Extend Smart store analytics

Advanced users of Smart store analytics can access relevant data and analytics from within their own data lake storage. The access can be through any other services or applications which support Microsoft Azure Data Lake Storage and Common Data Model definition, for example, Microsoft Azure Synapse Analytics, Microsoft Azure Data Factory, or Microsoft Power BI.

Important

You have to use Microsoft Azure Data Lake Storage Gen2 since Microsoft Azure Data Lake Storage Gen1 will be incompatible.

Smart store analytics data model complies with Azure Synapse database templates for Retail, is enhanced with Smart store analytics specifics, and simplifies the connection of other applications to the lake data.

Smart store analytics data lake structure

Smart store analytics data lake follows Common Data Model definition (Common Data Model metadata).

The image shows the data lake structure for Smart store analytics.

The root folder is named smartstores/. Under the root folder, there are two data snapshots:

Data transformed from the smart store provider (raw smart store data)

The root Common Data Model manifest for the raw data is root.manifest.cdm.json. The manifest file refers to the schema files and actual data files located in the subfolders (named after the tables), for example, smartstores/Order/.

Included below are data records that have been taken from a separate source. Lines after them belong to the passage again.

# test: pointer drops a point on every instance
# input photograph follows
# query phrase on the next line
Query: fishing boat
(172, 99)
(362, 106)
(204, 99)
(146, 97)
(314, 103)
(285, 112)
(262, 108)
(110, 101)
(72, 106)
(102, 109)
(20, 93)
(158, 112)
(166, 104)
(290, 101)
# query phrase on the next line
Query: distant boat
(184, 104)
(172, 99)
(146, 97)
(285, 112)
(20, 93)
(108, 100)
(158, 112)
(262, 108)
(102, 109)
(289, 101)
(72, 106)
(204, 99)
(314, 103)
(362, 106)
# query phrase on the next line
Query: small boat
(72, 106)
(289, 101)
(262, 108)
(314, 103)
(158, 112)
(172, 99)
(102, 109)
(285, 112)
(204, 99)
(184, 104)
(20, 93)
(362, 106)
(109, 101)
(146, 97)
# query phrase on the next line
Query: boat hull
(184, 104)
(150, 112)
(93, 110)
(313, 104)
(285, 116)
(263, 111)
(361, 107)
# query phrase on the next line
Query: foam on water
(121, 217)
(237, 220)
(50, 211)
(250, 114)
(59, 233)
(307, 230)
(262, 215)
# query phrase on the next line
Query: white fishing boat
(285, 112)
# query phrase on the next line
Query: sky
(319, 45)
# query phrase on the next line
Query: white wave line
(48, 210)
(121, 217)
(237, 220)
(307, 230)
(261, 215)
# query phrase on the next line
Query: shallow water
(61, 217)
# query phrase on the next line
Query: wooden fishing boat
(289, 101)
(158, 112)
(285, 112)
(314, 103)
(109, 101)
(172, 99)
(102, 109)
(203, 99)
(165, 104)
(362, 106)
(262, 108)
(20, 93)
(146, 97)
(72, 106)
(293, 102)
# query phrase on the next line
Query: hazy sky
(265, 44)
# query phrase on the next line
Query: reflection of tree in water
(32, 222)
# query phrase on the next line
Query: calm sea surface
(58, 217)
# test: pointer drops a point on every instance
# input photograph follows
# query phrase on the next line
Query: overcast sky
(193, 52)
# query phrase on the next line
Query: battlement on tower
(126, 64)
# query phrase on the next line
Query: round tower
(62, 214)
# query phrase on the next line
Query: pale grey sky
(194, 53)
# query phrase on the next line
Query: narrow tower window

Each table’s subfolder contains:

  • schema file, which defines the table metadata, columns, and types, in table-name.cdm.json format, for example, Order.cdm.json

  • data files, also known as data partitions or table records, in parquetformat, for example, Order-cec9368060a849b8aab7583b62b506eb-00001.parquet

Data generated by the Retail Analytical and AI modules from the raw smart store data

All generated data are in a GUID-named folder, for example, smartstores/14a7334b-7176-ed11-9985-00224804e0d0/. The root Common Data Model manifest for this data is kpi.manifest.cdm.json. The manifest file refers to the schema files and actual data files located in the GUID-named folder.

The GUID-named folder contains:

  • Schema file for each table, which defines table metadata, columns, and types, in table-name.cdm.json format, for example, OrderMetrics.cdm.json

  • Data files, also known as data partitions or table records, in parquet format, for example, part-00000-1e110bf0-6474-400b-b40a-086fce9f8e2a-c000.snappy.parquet

Important

According to the Common Data Model metadata contract, users need data from only the manifest.cdm.json files. They need not interpret the folder structure, or other internal files present in the data lake.

Smart store analytics data lake usage

Here are some examples of data synchronized into analytical/AI insights generated by Microsoft Cloud for Retail.

Data pipeline with Microsoft Azure Data Factory

To create a data pipeline:

  1. Create an Azure Data Factory instance and link it to the Smart store analytics data lake storage. You should have a linked service with a successful connection test.

The image shows how to create an Azure Data Factory linked service.

Note

The easiest way to connect an Azure Data Factory instance to Azure Data Lake Storage is to assign a contributor role to an Azure Data Factory managed identity in the Azure Data Lake Storage account . See Azure Data Factory documentation for details.

  1. Select Publish all to publish the new link.

The image shows how to publish an Azure Data Factory linked service.

Create a data pipeline with Microsoft Azure Data Factory

To create a copy pipeline for the smartstores/ folder as a source, do the following steps:

  1. In the Author section, select New data flow to create a new data flow.

Image shows how to create a new data flow.

  1. Start debugging for faster check of the pipeline setup.

Image shows how to start debugging data flow.

  1. Configure Source settings as follows:
  • For the Source type, select Inline

Image shows inline source type selected.

  • For Inline dataset type, select Common Data Model

Image shows common data model as inline source.

  • Use the Azure Data Lake Storage link created for the Smart store analytics data lake.

Image shows using linked service for data lake.

  1. In the Source options section, set up the Common Data Model schema source as follows:
  • Select Manifest as Metadata format.

Image shows selecting manifest as metadata format.

  • In the root location, browse and select smartstores folder.

  • In the Manifest file section, browse to select the required root manifest. Select the root file for the analytical and AI insights data, kpi.manifest.cdm.json.

    Image shows selecting root manifest file

  • In the Entity section, select the entity (table) you need to copy/transform, for example, FBTProductAssociationsUI from the Frequently Bought Together package.

Image shows selecting the frequently bought together package.

  1. In the Projection tab, select Allow schema drift. This selection will ensure that the schema won’t be validated at source but will drift to other transformation/sink steps.

Image shows allowing schema drift.

  1. In the Data preview tab, select Reload to validate the data source setup.

Image shows validating data source.

  1. Add a sink step - set the parameters and data mapping as needed for your scenario.

  2. Select Publish to publish the changes.